悔しさが闘志に火をつけた。3月1日に高校を卒業後、地元釧路で1人黙々とトレーニングを積んだ。朝6時に起床し約10キロをランニング。午後も同程度の距離を走り込んだ。高3時の全国高校総体では1500メートルに出場。予選敗退だったものの、4分32秒64のタイムで自己ベストをマークした。「1500メートルのトラックレースが自分としては一番自信を持って走れる種目」と、大学での主戦場とする。
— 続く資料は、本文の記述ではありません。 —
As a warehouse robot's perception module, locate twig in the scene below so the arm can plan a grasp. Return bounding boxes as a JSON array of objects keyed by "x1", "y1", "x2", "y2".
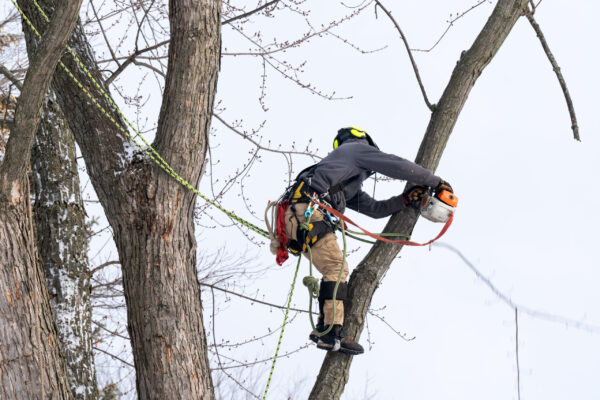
[
  {"x1": 515, "y1": 307, "x2": 521, "y2": 400},
  {"x1": 92, "y1": 320, "x2": 131, "y2": 341},
  {"x1": 221, "y1": 0, "x2": 279, "y2": 25},
  {"x1": 213, "y1": 113, "x2": 322, "y2": 160},
  {"x1": 412, "y1": 0, "x2": 488, "y2": 53},
  {"x1": 106, "y1": 40, "x2": 169, "y2": 85},
  {"x1": 200, "y1": 282, "x2": 317, "y2": 315},
  {"x1": 432, "y1": 242, "x2": 600, "y2": 334},
  {"x1": 368, "y1": 310, "x2": 416, "y2": 342},
  {"x1": 210, "y1": 288, "x2": 260, "y2": 399},
  {"x1": 375, "y1": 0, "x2": 435, "y2": 112},
  {"x1": 87, "y1": 261, "x2": 121, "y2": 276},
  {"x1": 94, "y1": 347, "x2": 135, "y2": 368},
  {"x1": 0, "y1": 64, "x2": 23, "y2": 90},
  {"x1": 525, "y1": 10, "x2": 581, "y2": 142}
]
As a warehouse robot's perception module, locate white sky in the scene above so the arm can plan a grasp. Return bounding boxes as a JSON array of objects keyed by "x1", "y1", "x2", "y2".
[
  {"x1": 25, "y1": 0, "x2": 600, "y2": 400},
  {"x1": 201, "y1": 1, "x2": 600, "y2": 400}
]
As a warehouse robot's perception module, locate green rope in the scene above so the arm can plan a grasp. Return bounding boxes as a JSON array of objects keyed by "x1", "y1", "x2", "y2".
[
  {"x1": 263, "y1": 257, "x2": 302, "y2": 400},
  {"x1": 11, "y1": 0, "x2": 269, "y2": 238}
]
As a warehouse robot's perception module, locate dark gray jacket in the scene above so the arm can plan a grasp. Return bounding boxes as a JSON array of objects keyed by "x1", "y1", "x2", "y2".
[{"x1": 299, "y1": 139, "x2": 440, "y2": 218}]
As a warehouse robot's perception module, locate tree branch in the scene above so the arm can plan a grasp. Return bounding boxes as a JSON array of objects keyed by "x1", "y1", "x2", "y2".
[
  {"x1": 375, "y1": 0, "x2": 435, "y2": 112},
  {"x1": 0, "y1": 0, "x2": 81, "y2": 192},
  {"x1": 106, "y1": 40, "x2": 169, "y2": 86},
  {"x1": 309, "y1": 0, "x2": 528, "y2": 400},
  {"x1": 525, "y1": 11, "x2": 581, "y2": 142},
  {"x1": 221, "y1": 0, "x2": 279, "y2": 25},
  {"x1": 0, "y1": 64, "x2": 23, "y2": 90}
]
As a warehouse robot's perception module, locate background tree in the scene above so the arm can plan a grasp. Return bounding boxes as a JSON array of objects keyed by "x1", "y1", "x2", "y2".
[{"x1": 0, "y1": 1, "x2": 81, "y2": 398}]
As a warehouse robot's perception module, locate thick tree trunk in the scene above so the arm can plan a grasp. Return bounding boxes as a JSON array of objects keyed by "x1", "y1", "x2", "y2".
[
  {"x1": 20, "y1": 0, "x2": 221, "y2": 399},
  {"x1": 309, "y1": 0, "x2": 527, "y2": 400},
  {"x1": 0, "y1": 192, "x2": 71, "y2": 400},
  {"x1": 29, "y1": 94, "x2": 98, "y2": 400},
  {"x1": 0, "y1": 0, "x2": 81, "y2": 399}
]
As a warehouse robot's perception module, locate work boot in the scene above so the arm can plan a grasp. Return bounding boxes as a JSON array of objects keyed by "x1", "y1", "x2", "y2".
[
  {"x1": 308, "y1": 320, "x2": 327, "y2": 343},
  {"x1": 314, "y1": 325, "x2": 365, "y2": 355}
]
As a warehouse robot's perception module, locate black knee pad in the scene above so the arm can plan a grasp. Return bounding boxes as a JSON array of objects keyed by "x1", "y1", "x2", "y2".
[{"x1": 319, "y1": 281, "x2": 348, "y2": 303}]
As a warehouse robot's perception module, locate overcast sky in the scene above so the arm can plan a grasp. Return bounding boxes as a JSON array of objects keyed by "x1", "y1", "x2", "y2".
[
  {"x1": 39, "y1": 0, "x2": 600, "y2": 400},
  {"x1": 200, "y1": 1, "x2": 600, "y2": 400}
]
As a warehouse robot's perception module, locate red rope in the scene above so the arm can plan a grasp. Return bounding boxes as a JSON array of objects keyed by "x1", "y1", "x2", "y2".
[
  {"x1": 313, "y1": 199, "x2": 454, "y2": 246},
  {"x1": 275, "y1": 200, "x2": 290, "y2": 265}
]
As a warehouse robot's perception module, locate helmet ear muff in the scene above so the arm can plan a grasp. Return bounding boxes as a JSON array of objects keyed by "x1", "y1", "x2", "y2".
[{"x1": 333, "y1": 126, "x2": 379, "y2": 149}]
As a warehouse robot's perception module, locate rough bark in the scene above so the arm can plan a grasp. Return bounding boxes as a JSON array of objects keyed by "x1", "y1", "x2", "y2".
[
  {"x1": 309, "y1": 0, "x2": 527, "y2": 400},
  {"x1": 0, "y1": 0, "x2": 81, "y2": 399},
  {"x1": 29, "y1": 94, "x2": 98, "y2": 400},
  {"x1": 21, "y1": 0, "x2": 221, "y2": 399}
]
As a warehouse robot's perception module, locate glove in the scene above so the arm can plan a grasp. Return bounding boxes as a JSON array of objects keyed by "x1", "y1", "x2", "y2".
[
  {"x1": 402, "y1": 185, "x2": 429, "y2": 211},
  {"x1": 433, "y1": 179, "x2": 454, "y2": 195}
]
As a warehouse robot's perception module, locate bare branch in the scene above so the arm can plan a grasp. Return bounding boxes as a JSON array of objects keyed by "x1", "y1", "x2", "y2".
[
  {"x1": 200, "y1": 283, "x2": 317, "y2": 315},
  {"x1": 433, "y1": 242, "x2": 600, "y2": 334},
  {"x1": 515, "y1": 307, "x2": 521, "y2": 400},
  {"x1": 213, "y1": 113, "x2": 322, "y2": 160},
  {"x1": 525, "y1": 11, "x2": 581, "y2": 142},
  {"x1": 375, "y1": 0, "x2": 435, "y2": 112},
  {"x1": 106, "y1": 40, "x2": 169, "y2": 85},
  {"x1": 221, "y1": 0, "x2": 279, "y2": 25},
  {"x1": 88, "y1": 261, "x2": 121, "y2": 276},
  {"x1": 412, "y1": 0, "x2": 488, "y2": 53}
]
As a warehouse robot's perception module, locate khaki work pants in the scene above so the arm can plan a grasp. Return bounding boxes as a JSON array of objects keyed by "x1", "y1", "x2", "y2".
[{"x1": 285, "y1": 203, "x2": 348, "y2": 326}]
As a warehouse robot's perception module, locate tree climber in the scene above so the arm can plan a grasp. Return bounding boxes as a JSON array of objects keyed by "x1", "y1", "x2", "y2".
[{"x1": 273, "y1": 127, "x2": 452, "y2": 355}]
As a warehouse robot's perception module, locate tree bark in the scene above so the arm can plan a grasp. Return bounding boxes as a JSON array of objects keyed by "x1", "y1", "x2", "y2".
[
  {"x1": 0, "y1": 0, "x2": 81, "y2": 399},
  {"x1": 309, "y1": 0, "x2": 527, "y2": 400},
  {"x1": 29, "y1": 93, "x2": 98, "y2": 400},
  {"x1": 21, "y1": 0, "x2": 221, "y2": 399}
]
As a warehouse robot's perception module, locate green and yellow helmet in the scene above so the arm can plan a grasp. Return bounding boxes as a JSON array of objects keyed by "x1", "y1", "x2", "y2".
[{"x1": 333, "y1": 126, "x2": 379, "y2": 149}]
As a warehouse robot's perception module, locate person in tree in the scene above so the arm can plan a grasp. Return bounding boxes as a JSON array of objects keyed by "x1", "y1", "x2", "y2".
[{"x1": 278, "y1": 127, "x2": 452, "y2": 355}]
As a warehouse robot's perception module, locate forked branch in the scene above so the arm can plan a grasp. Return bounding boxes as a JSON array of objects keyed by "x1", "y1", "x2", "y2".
[{"x1": 525, "y1": 10, "x2": 581, "y2": 142}]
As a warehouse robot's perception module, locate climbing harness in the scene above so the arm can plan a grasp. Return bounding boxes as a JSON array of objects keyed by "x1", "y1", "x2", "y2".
[{"x1": 11, "y1": 0, "x2": 453, "y2": 400}]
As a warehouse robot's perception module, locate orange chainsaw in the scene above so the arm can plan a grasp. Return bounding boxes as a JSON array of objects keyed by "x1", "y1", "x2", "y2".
[{"x1": 421, "y1": 190, "x2": 458, "y2": 222}]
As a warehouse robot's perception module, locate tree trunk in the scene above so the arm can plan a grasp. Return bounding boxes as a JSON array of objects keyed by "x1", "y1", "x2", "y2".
[
  {"x1": 30, "y1": 94, "x2": 98, "y2": 400},
  {"x1": 309, "y1": 0, "x2": 527, "y2": 400},
  {"x1": 0, "y1": 0, "x2": 81, "y2": 399},
  {"x1": 21, "y1": 0, "x2": 221, "y2": 399}
]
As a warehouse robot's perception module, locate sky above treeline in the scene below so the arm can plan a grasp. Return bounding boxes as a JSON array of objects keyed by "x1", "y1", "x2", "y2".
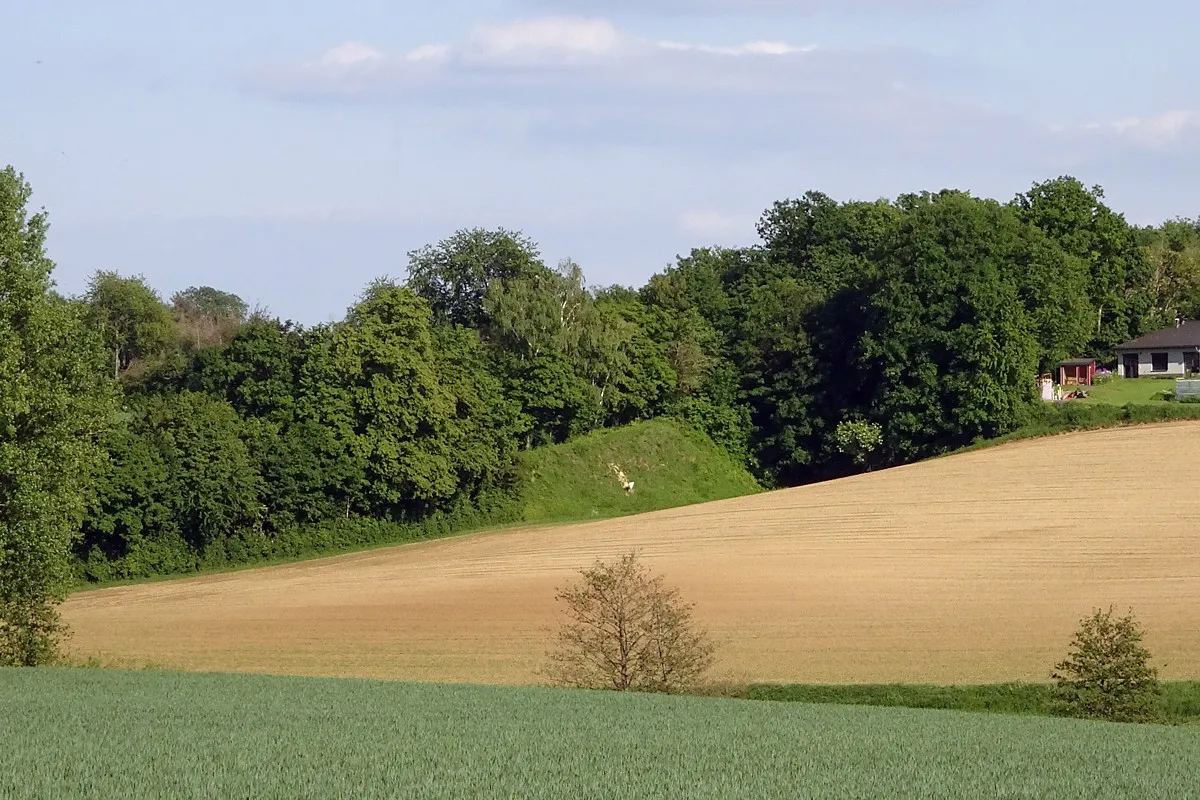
[{"x1": 9, "y1": 0, "x2": 1200, "y2": 324}]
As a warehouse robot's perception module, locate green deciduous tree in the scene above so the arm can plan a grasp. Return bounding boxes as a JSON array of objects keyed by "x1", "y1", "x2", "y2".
[
  {"x1": 85, "y1": 271, "x2": 179, "y2": 377},
  {"x1": 406, "y1": 228, "x2": 545, "y2": 329},
  {"x1": 0, "y1": 167, "x2": 113, "y2": 666},
  {"x1": 1051, "y1": 608, "x2": 1160, "y2": 722},
  {"x1": 548, "y1": 553, "x2": 713, "y2": 692},
  {"x1": 83, "y1": 391, "x2": 266, "y2": 558},
  {"x1": 1013, "y1": 176, "x2": 1150, "y2": 357},
  {"x1": 833, "y1": 420, "x2": 883, "y2": 465},
  {"x1": 862, "y1": 192, "x2": 1038, "y2": 463}
]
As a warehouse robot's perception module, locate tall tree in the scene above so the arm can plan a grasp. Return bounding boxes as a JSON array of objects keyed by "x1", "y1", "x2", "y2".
[
  {"x1": 406, "y1": 228, "x2": 545, "y2": 329},
  {"x1": 862, "y1": 191, "x2": 1038, "y2": 463},
  {"x1": 1013, "y1": 176, "x2": 1151, "y2": 357},
  {"x1": 0, "y1": 167, "x2": 113, "y2": 666}
]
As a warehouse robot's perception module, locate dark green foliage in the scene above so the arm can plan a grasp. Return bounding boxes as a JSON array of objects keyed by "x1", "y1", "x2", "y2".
[
  {"x1": 1013, "y1": 176, "x2": 1152, "y2": 359},
  {"x1": 740, "y1": 684, "x2": 1054, "y2": 716},
  {"x1": 406, "y1": 228, "x2": 546, "y2": 329},
  {"x1": 737, "y1": 681, "x2": 1200, "y2": 724},
  {"x1": 862, "y1": 192, "x2": 1038, "y2": 463},
  {"x1": 0, "y1": 168, "x2": 114, "y2": 666},
  {"x1": 82, "y1": 392, "x2": 266, "y2": 558},
  {"x1": 86, "y1": 271, "x2": 179, "y2": 378},
  {"x1": 1051, "y1": 608, "x2": 1162, "y2": 722},
  {"x1": 7, "y1": 164, "x2": 1171, "y2": 587},
  {"x1": 517, "y1": 419, "x2": 760, "y2": 523}
]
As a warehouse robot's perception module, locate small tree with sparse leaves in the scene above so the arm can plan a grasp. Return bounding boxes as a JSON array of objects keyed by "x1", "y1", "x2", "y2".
[
  {"x1": 547, "y1": 553, "x2": 713, "y2": 693},
  {"x1": 833, "y1": 420, "x2": 883, "y2": 467},
  {"x1": 1051, "y1": 607, "x2": 1160, "y2": 722}
]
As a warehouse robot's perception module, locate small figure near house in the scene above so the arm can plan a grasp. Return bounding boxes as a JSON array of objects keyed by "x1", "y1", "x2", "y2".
[{"x1": 1058, "y1": 359, "x2": 1096, "y2": 386}]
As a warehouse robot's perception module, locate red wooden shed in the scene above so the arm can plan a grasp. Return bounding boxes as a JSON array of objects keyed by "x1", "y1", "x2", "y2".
[{"x1": 1058, "y1": 359, "x2": 1096, "y2": 386}]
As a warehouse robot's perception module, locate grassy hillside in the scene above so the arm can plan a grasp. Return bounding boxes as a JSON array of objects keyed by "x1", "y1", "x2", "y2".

春を象徴する花である桜。桜好きの父昌央さん(49)母由絵さん(41)がつけてくれた名前は石橋本人もお気に入りだ。「都大路で走れなかった分、大学ではトラックレースで頑張ります」。新天地で大きな花を咲かせる。【山崎純一】

◆石橋桜(いしばし・さくら)2004年(平16)1月15日、釧路市生まれ。釧路鳥取中1年時に陸上競技を始める。旭川龍谷では2年時に全国高校駅伝4区で区間28位。3年時には主将を務め、全国高校駅伝道予選3区区間賞でチームの6連覇に貢献。1500メートルのベストタイムは4分32秒64。家族は両親と兄。血液型A。趣味は買い物。好きな食べ物はプリン。身長155センチ、46キロ。